Good luck on your backyard!

Penny H said...

Beautiful courtyard!
I have this same look in my backyard except I used flagstone instead concrete. The thyme has been growing for 6 years or so and I now need to trim it back because it is covering so much of the stone. I too have the weed problem and do the same... spend an afternoon getting them out and keep on top of them afterwards. I have tried a few other ground covers and the thyme is the best under foot and the smell is heavenly. The overall look is beautiful but it does require maintenance. In the end it is so worth it!

Eileen said...

Penny,

I agree. There's definitely some maintenance, but it's worth it. I'll bet your patio is gorgeous with the flagstone.

Fishtail Cottage said...

Love this post - the colors are beautiful! I host a garden party that returns The first week of May, hope to see you link up sometime....you have a lot to share! xoxo tracie

Fishtail Cottage said...

Ps -curious what you planted? Is it all thyme? Would love to know what you planted & if you are still happy w/your choices?
-tracie

Anne @ anneschmall at hotmail . com said...
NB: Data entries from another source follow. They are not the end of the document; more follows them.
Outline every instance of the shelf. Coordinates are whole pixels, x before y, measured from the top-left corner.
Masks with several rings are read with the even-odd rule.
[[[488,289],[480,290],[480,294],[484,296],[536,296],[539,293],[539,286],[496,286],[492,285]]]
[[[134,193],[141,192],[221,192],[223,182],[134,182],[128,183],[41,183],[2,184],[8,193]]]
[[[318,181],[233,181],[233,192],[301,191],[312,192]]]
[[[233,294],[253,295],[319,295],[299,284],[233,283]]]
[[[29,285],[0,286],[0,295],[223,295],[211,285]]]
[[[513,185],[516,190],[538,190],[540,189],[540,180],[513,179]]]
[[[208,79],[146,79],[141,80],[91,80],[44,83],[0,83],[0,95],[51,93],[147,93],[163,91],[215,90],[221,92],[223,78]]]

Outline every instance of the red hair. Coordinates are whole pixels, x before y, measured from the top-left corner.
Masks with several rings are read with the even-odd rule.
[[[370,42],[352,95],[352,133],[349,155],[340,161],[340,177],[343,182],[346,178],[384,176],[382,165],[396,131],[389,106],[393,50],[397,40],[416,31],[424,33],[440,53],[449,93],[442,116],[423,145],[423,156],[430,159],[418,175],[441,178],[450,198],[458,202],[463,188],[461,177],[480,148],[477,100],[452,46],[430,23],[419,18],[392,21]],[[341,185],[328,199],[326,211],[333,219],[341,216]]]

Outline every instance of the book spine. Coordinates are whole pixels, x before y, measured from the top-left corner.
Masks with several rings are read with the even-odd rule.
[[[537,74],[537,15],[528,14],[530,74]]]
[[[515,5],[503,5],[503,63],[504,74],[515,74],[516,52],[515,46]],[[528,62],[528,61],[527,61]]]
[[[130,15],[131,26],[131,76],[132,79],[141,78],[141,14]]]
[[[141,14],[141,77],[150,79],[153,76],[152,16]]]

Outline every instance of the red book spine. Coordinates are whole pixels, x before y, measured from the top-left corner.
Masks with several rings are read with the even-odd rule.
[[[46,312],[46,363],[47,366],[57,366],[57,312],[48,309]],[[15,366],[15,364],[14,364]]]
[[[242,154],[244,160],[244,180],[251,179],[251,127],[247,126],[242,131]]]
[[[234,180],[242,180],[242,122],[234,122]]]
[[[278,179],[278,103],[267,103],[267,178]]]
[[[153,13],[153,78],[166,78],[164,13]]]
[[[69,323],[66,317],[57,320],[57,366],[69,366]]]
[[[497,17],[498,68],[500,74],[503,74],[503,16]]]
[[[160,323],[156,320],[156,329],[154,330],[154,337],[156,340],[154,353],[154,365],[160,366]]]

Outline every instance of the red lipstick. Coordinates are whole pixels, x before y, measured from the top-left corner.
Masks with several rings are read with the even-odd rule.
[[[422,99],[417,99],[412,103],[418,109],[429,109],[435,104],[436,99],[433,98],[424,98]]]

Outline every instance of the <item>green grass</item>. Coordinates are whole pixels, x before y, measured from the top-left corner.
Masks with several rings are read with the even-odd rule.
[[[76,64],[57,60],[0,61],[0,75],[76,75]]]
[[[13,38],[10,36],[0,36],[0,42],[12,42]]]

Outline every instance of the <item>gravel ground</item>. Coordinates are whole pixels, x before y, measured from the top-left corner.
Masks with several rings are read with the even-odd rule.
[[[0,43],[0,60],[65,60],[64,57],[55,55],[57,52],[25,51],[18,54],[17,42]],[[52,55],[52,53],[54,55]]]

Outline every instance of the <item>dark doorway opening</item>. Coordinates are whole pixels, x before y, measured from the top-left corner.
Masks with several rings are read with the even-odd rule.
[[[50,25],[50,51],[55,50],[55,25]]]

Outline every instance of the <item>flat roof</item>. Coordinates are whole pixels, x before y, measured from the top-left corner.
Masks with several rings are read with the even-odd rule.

I love this idea, we have a garden on the north side of our house that has a stone path in it, currently it is pebble rocks but I would love to put in large slab rock and then something in between. What state are in you in, I'm trying to figure out if thyme would be something that would grow in my area or not.

Bklynebeth said...

What is the one called that has the purple flowers? Gorgeous!!

Eileen said...

I believe the purple one is the creeping thyme.

thistlewoodfarm said...

Someone sent me this link because I am trying to decide what to plant between my pavers.

What is the name of the plant with the dark green leaves.

blessings,
karianne

Eileen said...

Karianne,

The darkest leaved thyme in the picture is the Elfin thyme.

Good luck with your project!
Eileen

D Cabral said...

Beautiful!!! Are the types of thyme you used edible/culinary thyme, as well as decorative? Would love to know, since I am also embarking on a backyard redo AND a culinary garden. Thank. :-)

Rosie said...

Just found a photo of yours on Pinterest (http://pinterest.com/pin/5488830766895345/) and I came by to say how utterly gorgeous your courtyard looks. So inspiring!

Anonymous said...

WONDERFUL FANTASTIC! I WILL LIKE TO DO IN MY LARGE FARM. LIVE IN SOUTHERN BRAZIL AND HERE IS ICE ON THE FLOOR DURING WINTER!!
  COLD TO RESIST THIS PLAN?
WHAT IS THE NAME OF PLANT?
SORRY FOR BAD ENGLISH.
marcosandredaluz@yahoo.com.br

Eileen said...

A clima aqui e bem paricido ao Sul de Brasil. Ha muitos tipos de "Thyme" plantado--elfin,wooly, mother of thyme e otros tambem. Descupe, eu nao se os nomes em Portugues. Acho que creceria bem in seu lugar. Eu morei em Porto Alegre 20 anos atraz. Boa sorte com seu projeto. Me descupe pelo mal Portugues.

Anonymous said...

How did you start them? From seeds? Also where did you buy it from

Anonymous said...

How did you start them? From seeds? Also where did you buy it from

Eileen said...

No, they weren't from seeds. I just used flats of thyme and broke each plant into at least 2-3 smaller plants. I just got them from our local nursery.

Anonymous said...

Where are you located? I'm in Cleveland Ohio and wanted to know if this will work in my climate.

Lizzard said...

How did you make the "stones"?

Anonymous said...

You can use hydrogen peroxide in your fountain, it clears it up and turns back into oxygen so it doesn't hurt any wild life

kalsti said...

Eileen I love your patio! Beautiful job. Could you please let me know how you painted the concrete? (What type of paint, colors, etc.) The "rock" seems to have multi colors and I wondered how you did that.